Une seule étude est-elle suffisante ?
La réponse est simple : « presque jamais. » Il est très rare qu’une comparaison de traitement objective fournisse des preuves suffisamment fiables pour permettre une décision concernant des choix de traitement
Cependant, cela se produit parfois. Parmi ces rares études uniques, on trouve celle montrant que la prise d’aspirine lors d’une crise cardiaque réduit le risque de décès prématuré [1]; celle établissant que l’administration de stéroïdes aux personnes victimes de traumatismes crâniens graves est mortelle ; et une troisième identifiant la caféine comme le seul médicament dont on sait qu’il prévient la paralysie cérébrale chez les enfants prématurés.
Cependant, en général, une étude unique n’est que l’une parmi plusieurs comparaisons abordant les mêmes questions ou des questions similaires. Les preuves issues d’études particulières doivent donc être évaluées avec les preuves d’autres études semblables.
L’un des pionniers des essais contrôlés des traitements, le statisticien britannique Austin Bradford Hill, déclara dans les années 1960 que les rapports de recherche devaient répondre à quatre questions :
- Pourquoi avez-vous commencé ?
- Qu’avez-vous fait ?
- Qu’avez-vous trouvé ?
- Qu’est-ce que cela implique ?
Ces questions centrales restent tout aussi pertinentes aujourd’hui, cependant, trop souvent, elles ne sont pas correctement examinées ou sont totalement ignorées. La réponse à la dernière question, « qu’est-ce que cela implique ? », est particulièrement importante, car elle risque d’influer sur les décisions quant au traitement et aux recherches futures.
Prenons l’exemple d’un traitement court, bon marché, avec des stéroïdes administrés à des femmes censées accoucher prématurément. Le premier essai contrôlé de ce traitement, qui a été notifié en 1972, a montré une probabilité réduite de décès des bébés après que leur mère eut reçu un stéroïde. Dix ans plus tard, des essais supplémentaires avaient été réalisés, mais ils étaient de petite taille et les résultats individuels étaient confus, car aucun n’avait tenu compte systématiquement des études semblables antérieures. Si cela avait été le cas, il serait apparu que des preuves très solides émergeaient en faveur d’un effet bénéfique des médicaments. Comme cela n’a pas été fait avant 1989, la plupart des obstétriciens, des sages-femmes, des pédiatres et des infirmières spécialisées dans les soins aux nouveau-nés n’avaient pas compris jusque-là que le traitement était aussi efficace. De ce fait, des dizaines de milliers de bébés prématurés ont souffert et sont morts inutilement.[2]

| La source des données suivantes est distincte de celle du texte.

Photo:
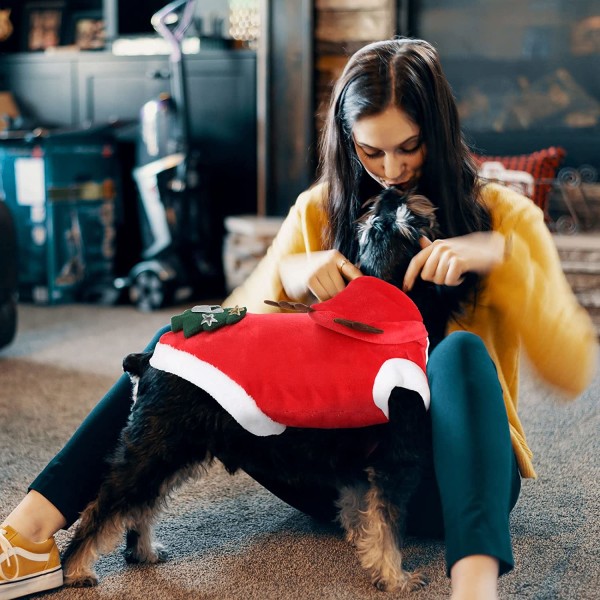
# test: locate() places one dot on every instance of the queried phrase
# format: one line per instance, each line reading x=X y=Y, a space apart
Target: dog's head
x=389 y=232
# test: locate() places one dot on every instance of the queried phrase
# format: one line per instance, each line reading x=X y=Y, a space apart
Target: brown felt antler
x=295 y=306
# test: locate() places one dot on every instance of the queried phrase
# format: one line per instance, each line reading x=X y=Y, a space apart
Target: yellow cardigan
x=525 y=303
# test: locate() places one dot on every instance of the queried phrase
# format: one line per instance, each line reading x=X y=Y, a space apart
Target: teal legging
x=466 y=494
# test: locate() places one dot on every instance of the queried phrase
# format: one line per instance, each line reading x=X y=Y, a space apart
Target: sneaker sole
x=32 y=585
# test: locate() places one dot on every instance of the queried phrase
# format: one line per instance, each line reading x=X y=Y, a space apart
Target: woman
x=393 y=122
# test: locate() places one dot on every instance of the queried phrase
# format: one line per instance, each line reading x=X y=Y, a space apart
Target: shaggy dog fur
x=176 y=430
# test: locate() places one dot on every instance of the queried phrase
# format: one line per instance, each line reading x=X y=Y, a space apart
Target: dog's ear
x=423 y=207
x=136 y=364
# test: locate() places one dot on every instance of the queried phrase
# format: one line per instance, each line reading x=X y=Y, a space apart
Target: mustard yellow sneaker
x=27 y=567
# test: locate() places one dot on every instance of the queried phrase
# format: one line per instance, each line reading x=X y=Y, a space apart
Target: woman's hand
x=323 y=273
x=445 y=262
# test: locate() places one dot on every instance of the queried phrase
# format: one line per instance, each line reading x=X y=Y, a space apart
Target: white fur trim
x=229 y=394
x=399 y=372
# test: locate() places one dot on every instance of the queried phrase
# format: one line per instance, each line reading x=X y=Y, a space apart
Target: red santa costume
x=270 y=371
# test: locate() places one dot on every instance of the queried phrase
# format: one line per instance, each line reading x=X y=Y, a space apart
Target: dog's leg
x=376 y=537
x=140 y=545
x=393 y=479
x=149 y=462
x=351 y=503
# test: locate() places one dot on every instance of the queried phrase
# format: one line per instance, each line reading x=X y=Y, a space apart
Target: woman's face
x=389 y=147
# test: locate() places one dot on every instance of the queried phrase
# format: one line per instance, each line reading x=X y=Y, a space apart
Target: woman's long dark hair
x=405 y=73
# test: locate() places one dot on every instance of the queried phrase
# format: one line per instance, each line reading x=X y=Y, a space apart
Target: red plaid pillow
x=542 y=165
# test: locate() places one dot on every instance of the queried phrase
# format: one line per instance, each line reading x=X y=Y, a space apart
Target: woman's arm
x=530 y=288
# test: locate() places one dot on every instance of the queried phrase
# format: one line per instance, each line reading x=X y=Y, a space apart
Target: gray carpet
x=229 y=538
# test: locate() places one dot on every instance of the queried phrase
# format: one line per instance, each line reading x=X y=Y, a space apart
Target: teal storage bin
x=63 y=192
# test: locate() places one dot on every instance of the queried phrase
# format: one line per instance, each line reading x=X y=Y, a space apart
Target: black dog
x=176 y=430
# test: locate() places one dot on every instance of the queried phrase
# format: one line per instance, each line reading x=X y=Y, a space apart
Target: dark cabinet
x=43 y=88
x=81 y=88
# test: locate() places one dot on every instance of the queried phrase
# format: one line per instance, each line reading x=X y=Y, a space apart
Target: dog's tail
x=136 y=364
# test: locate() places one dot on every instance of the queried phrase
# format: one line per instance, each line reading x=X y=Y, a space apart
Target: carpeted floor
x=228 y=538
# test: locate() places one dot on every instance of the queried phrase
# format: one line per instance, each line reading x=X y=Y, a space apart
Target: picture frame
x=88 y=30
x=42 y=25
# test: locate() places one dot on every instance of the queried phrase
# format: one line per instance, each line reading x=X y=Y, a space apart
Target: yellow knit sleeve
x=531 y=290
x=300 y=232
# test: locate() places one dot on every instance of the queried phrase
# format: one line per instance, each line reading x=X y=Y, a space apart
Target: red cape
x=270 y=371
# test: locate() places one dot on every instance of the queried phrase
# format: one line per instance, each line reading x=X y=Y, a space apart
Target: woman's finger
x=415 y=266
x=348 y=270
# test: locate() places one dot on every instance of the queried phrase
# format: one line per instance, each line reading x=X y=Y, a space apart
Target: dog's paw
x=406 y=582
x=155 y=553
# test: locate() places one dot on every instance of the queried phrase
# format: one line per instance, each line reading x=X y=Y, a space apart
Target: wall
x=341 y=28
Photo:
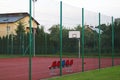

Pour répondre à la question « qu’est-ce que cela implique ? », les preuves issues d’une comparaison de traitements équitable en particulier doivent être interprétées en y associant les preuves des autres comparaisons contrôlées semblables. Notifier de nouveaux résultats de tests sans les interpréter à la lumière d’autres preuves pertinentes, examinées de façon systématique, peut retarder l’identification des traitements utiles et des traitements néfastes et conduire à des recherches inutiles.